Compliance by Parties with Food Safety Laws. When Shipper engages Broker for arranging transportation of cargo regulated under the Sanitary Transportation of Food Rule at 21 C.F.R. §§ 1.900 through 1.934 (“STF Rule”), as adopted by the U.S. Food & Drug Administration (“FDA”) under the Food Safety Modernization Act, Pub. L. No. 111-353 (“FSMA”), the duties otherwise assigned to Broker as a “shipper” under the STF Rule are hereby re-allocated under this Agreement to Shipper and to motor carriers selected by Broker. Such re-allocation among supply-chain participants by written agreement is permitted by 21 C.F.R. § 1.908(a), subject to applicable recordkeeping requirements under 21 C.F.R. § 1.912(d). By tendering shipments for brokerage by Broker, Shipper agrees to the following re-allocations of responsibilities under the STF Rule in accordance with these terms and conditions:
Duties Re-Allocated to Selected Motor Carriers. The duties assigned to Broker as a “shipper” under the SFT Rule are delegated to Broker’s selected carrier insofar as they relate to assuring that vehicles and equipment are operated in an appropriate sanitary condition, that temperature controls specified by Shipper are maintained during transportation, and that previous cargo movements do not render the equipment unsafe for FSMA-regulated shipments.
Duties Re-Allocated to Shipper. All other duties assigned to Broker as a “shipper” under the SFT Rule are hereby delegated to Shipper under these terms and conditions.
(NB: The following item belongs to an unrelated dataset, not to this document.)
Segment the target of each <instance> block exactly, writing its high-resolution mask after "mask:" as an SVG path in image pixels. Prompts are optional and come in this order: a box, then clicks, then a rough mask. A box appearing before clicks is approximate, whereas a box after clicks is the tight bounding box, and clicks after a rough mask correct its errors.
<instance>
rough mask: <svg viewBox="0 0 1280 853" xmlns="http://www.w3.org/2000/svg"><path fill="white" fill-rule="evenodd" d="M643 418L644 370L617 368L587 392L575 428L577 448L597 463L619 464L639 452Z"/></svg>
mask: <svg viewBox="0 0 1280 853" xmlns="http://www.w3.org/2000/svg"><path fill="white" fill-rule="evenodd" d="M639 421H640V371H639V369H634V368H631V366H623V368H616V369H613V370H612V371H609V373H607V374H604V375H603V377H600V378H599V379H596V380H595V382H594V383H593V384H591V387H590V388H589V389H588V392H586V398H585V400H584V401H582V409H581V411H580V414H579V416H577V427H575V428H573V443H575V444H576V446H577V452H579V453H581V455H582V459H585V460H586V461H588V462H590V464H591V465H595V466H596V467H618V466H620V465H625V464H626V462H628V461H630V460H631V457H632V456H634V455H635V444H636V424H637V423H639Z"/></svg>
These duties include, without limitation, providing written instructions to Carrier regarding equipment design and dimensional requirements, adequate preparation (including any required pre-cooling) of equipment presented for loading, and specification of any temperatures required to be maintained during transportation.
The Parties further recognize and agree that the standards prescribed by the STF Rule relate to maintaining the safety and sanitation of food rather than preserving any particular appearance or market value, and that any suspected departures from such safety and sanitation standards shall be investigated by a “qualified individual” (as per 21 C.F.R. § 1.906(a)(6)) before any determination is made that the food cargo in question is unsanitary, unsafe or adulterated within the meaning of FSMA.
In order to comply with the record-keeping requirements of 21 C.F.R. § 1.912(d), both Parties shall retain copies of these terms and conditions in written or electronic form for not less than twelve (12) months after the date on which Shipper ceases to tender shipments to Broker hereunder.